Bike sharing system is an innovative transportation strategy that provides individuals with bikes for their common use on a short-term basis for a price or for free. Over the last few decades, there has been a significant increase in the popularity of bike-sharing systems all over the world. This is because it is an environmentally sustainable, convenient and economical way of improving urban mobility. In addition to this, this system also helps to promote healthier habits among its users and reduce fuel consumption.

Problem statement:

Currently Rental bikes are introduced in many urban cities for the enhancement of mobility comfort. It is important to make the rental bike available and accessible to the public at the right time as it lessens the waiting time. Eventually, providing the city with a stable supply of rental bikes becomes a major concern.
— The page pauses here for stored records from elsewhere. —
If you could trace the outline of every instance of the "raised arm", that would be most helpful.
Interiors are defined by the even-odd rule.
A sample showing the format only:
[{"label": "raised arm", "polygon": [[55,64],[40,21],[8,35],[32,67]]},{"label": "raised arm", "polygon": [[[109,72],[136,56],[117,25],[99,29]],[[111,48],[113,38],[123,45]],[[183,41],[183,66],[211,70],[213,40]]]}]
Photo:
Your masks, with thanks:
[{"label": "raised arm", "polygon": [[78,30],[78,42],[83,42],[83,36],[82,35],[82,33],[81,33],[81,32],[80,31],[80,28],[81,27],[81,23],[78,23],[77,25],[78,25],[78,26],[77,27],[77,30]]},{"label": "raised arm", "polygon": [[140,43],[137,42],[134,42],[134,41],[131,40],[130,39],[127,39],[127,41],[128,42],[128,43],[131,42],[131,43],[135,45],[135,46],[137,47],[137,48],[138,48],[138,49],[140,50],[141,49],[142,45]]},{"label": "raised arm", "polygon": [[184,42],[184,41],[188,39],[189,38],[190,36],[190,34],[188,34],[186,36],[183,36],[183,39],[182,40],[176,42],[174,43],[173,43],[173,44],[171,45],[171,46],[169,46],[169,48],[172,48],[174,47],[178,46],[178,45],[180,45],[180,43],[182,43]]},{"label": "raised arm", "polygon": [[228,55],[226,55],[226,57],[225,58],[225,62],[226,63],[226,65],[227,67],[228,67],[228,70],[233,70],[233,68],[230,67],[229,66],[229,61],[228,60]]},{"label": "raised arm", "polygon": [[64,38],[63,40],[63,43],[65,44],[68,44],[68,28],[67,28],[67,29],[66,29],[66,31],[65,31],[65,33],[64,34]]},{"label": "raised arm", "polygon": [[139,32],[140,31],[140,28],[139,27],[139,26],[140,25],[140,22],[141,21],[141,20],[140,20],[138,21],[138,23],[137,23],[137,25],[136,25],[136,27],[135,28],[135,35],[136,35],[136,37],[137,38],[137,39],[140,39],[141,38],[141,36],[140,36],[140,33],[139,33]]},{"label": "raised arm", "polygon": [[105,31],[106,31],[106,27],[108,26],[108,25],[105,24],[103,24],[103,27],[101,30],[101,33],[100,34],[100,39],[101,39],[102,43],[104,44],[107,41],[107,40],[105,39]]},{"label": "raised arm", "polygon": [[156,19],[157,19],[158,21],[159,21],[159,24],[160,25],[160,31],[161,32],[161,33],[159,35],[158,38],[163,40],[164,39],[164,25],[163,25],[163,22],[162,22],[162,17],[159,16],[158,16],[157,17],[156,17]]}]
The crucial part is the prediction of bike count required at each hour for the stable supply of rental bikes.

Dataset description:

The dataset contains weather information (Temperature, Humidity, Windspeed, Visibility, Dewpoint, Solar radiation, Snowfall, Rainfall), the number of bikes rented per hour and date information.

Attribute Information:

Date : year-month-day

Rented Bike count - Count of bikes rented at each hour

Hour - Hour of he day

Temperature-Temperature in Celsius

Humidity - %

Windspeed - m/s

Visibility - 10m

Dew point temperature - Celsius

Solar radiation - MJ/m2

Rainfall - mm

Snowfall - cm

Seasons - Winter, Spring, Summer, Autumn

Holiday - Holiday/No holiday

Functional Day - NoFunc(Non Functional Hours), Fun(Functional hours)

Project Flow:

  1. Initial preparations(Loading the dependencies and the data)

  2. EDA

  3. Clean-Up

Handling null values

Handling duplicate values

Removing Outliers

Feature engineering

  1. Feature encoding

Checking correlation for feature removal

Removing Multicollinearity

Obtaining correlation between dependent and independent variables

Pre processing of the data

  1. Target feature conditioning

Creating train and test dataset

Feature Scaling

  1. Model implementation

Linear Regression

Ridge Regression

Lasso Regression

Random forest regression

XGBoost

  1. Model explainability

Conclusion:

EDA insights:

  1. Most number of bikes are rented in the Summer season and the lowest in the winter season.
  2. Over 96% of the bikes are rented on days that are considered as No Holiday.
  3. Most number of bikes are rented in the temperature range of 15 degrees to 30 degrees.
  4. Most number of bikes are rented when there is no snowfall or rainfall.
  5. Majority of the bikes are rented for a humidity percentage range of 30 to 70.
  6. The highest number of bike rentals have been done in the 18th hour, i.e 6pm, and lowest in the 4th hour, i.e 4am.
  7. Most of the bike rentals have been made when there is high visibility.

Challenges faced:

  1. Removing Outliers.
  2. Encoding the categorical columns.
  3. Removing Multicollinearity from the dataset.
  4. Choosing Model explainability technique.